В 1691 г. к столу великих государей приказано быть Льву Кирилловичу Нарышкину и князю Григорию Александровичу Козловскому. Не смея прямо отказаться, Козловский отвечал, что приедет, а между тем приходит обеденное время, а Козловского нет. Во дворце поняли, в чем дело, и послали к нему гонца с приказанием, чтобы непременно ехал.
На этот раз Козловский отвечал, что за болезнью приехать не может. Этим, конечно, не удовлетворились “наверху”, и государи послали третьего гонца с приказанием заложить карету и привести его силой, если не захочет приехать добровольно. Но Козловский это предвидел и припрятал карету с лошадьми, гонцу же сказал, что кареты и лошадей у него нет, а сам он по болезни быть не может.
Государи послали четвертого гонца с приказанием привести его хотя бы в телеге. Козловский противился и этому, но его силой посадили в телегу. Приезжают к дворцу, Козловский нейдет с телеги; его на руках сносят; он падает и не хочет идти, его ведут под руки.

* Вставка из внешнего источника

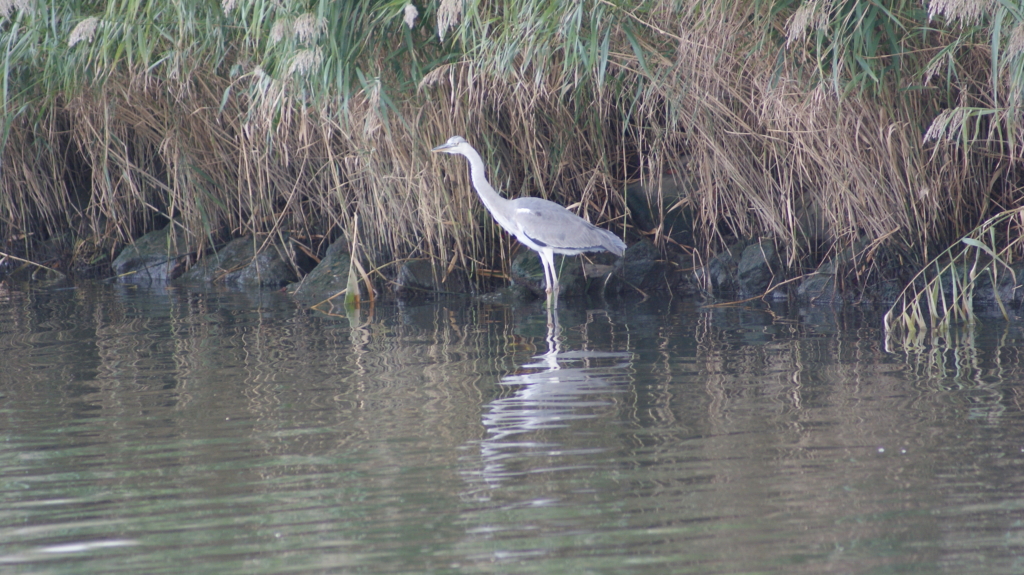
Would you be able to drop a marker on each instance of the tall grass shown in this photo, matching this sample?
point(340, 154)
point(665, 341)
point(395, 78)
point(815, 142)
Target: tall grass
point(819, 124)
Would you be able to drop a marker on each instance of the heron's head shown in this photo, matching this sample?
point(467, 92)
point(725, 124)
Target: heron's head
point(456, 144)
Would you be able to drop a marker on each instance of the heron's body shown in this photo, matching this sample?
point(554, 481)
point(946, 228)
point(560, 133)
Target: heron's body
point(543, 226)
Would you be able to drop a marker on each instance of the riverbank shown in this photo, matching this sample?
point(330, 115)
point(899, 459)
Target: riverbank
point(851, 145)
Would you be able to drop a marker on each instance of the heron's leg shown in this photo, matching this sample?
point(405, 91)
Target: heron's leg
point(548, 261)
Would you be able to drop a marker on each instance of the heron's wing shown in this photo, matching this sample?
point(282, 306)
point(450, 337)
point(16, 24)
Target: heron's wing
point(547, 225)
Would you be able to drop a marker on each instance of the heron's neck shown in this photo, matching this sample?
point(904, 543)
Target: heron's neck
point(492, 201)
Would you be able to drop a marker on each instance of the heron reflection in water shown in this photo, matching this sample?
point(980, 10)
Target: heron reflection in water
point(558, 391)
point(543, 226)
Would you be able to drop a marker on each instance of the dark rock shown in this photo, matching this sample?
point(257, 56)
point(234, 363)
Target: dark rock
point(818, 286)
point(642, 268)
point(418, 277)
point(721, 272)
point(665, 206)
point(238, 264)
point(158, 256)
point(756, 268)
point(329, 278)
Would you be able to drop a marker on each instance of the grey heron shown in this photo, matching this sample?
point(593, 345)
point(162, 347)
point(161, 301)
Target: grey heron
point(543, 226)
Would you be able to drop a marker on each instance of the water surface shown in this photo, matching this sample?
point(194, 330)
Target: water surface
point(152, 430)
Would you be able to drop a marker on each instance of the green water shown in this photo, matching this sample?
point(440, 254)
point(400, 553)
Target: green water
point(175, 431)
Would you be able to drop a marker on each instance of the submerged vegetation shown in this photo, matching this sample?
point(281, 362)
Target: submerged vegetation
point(888, 130)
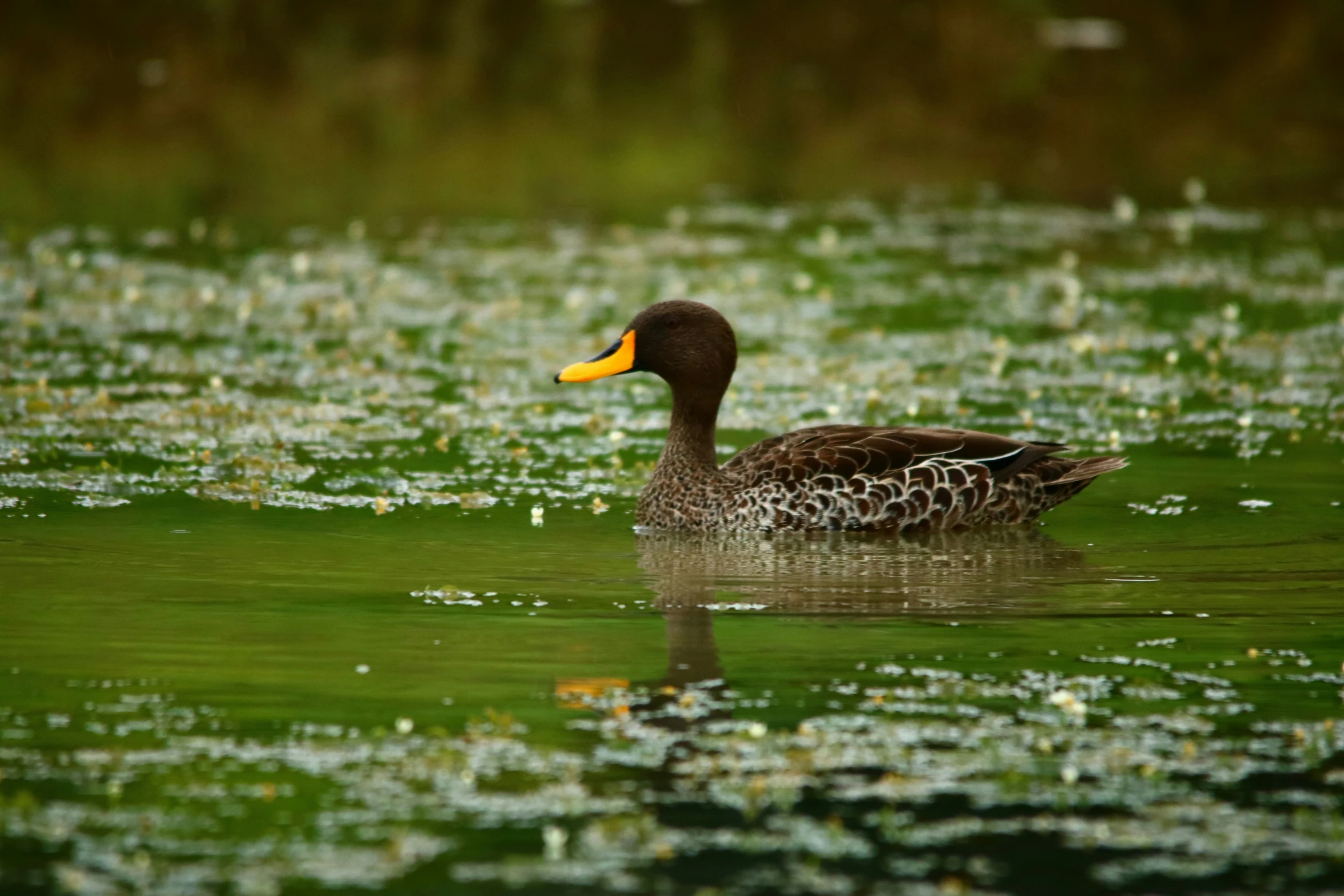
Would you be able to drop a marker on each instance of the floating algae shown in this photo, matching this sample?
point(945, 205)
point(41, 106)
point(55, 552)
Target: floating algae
point(346, 371)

Приводят к столу, он не хочет сидеть за столом и валится на пол, его поддерживают с обеих сторон. Это, конечно, не прошло Козловскому даром; он был лишен поместьев и боярства и сослан в отдаленный городок.
Впрочем, сам Петр Великий, обращавший такое внимание на личные заслуги, награждал иногда детей за службу отца. Сын иркутского воеводы, Николаев, был назначен в 1689 г. воеводой, “не взирая на его несовершеннолетие за службы его отца”. Начала местничества живут и в окружающем нас обществе, но только в иной обстановке.
[1] У римлян homo novus – в политическом смысле человек, который первый из своего рода стал занимать высшие государственные должности. У них также были виды высшей служебной чести и низшей.
[2] Аристотель. Афинск. Полития. “Симпатии к знатным не помешали высказывать неодобрение тому, что начальство над войском (серед. V в.) поручалось людям неопытным благодаря только их происхождению, “славе предков” (Бузескул. 175).
[3] Фамилии этих трех перворазрядных родов приведены в т. I Древностей. С. 440 и сл., 463.
[4] О дьяках подробно говорится в т. I Древностей. Глава четвертая.
[5] В другом месте Ю. Пильемов насчитывает 13 мест для тех же лиц.